The mainstream computing technology is not efficient in managing massive data and detecting network traffic intrusions, often including big data. The intrusions present in sustained network traffic and the massive host log event data cannot be effectively managed by conventional analytical tools, resulting in a huge number of false positives and a longer training time. This paper presents a novel technique to enhance the intrusion detection process by handling the fundamental big data complexities associated with different forms of heterogeneous security data. To achieve the earlier objective, the ensemble Support Vector Machine (SVM) is integrated with the Chaos Game Optimization (CGO) algorithm. The proposed methodology improves the intrusion classification accuracy and also identifies nine different types of attacks present in the UNSW-NB15 dataset.

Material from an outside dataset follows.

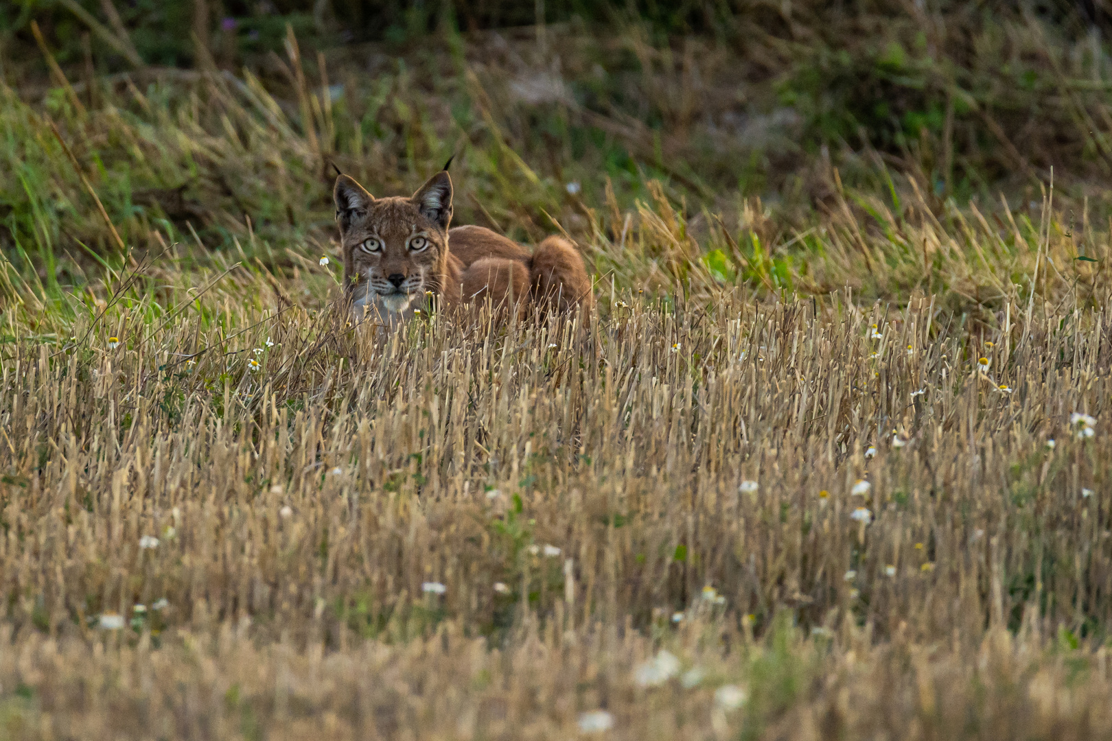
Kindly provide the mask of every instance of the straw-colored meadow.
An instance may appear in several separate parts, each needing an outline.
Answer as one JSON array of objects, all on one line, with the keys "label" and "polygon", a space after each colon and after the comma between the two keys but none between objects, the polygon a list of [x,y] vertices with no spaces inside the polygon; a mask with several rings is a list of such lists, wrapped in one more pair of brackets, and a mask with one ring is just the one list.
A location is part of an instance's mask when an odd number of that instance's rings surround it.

The efficiency of the proposed methodology is evaluated using statistical analysis and different performance metrics such as precision, recall, F1-score, accuracy, ROC curve, and confusion matrix by comparing it with different baseline models. The proposed methodology obtains an accuracy of 96.29% when compared to the chi-SVM (89.12%) and an improvement of 6.47% is noted in the proposed methodology in terms of accuracy when compared with the chi-SVM. The higher classification accuracy shows that the proposed methodology exhibit a fewer number of false positives when handling the security events in big data platforms.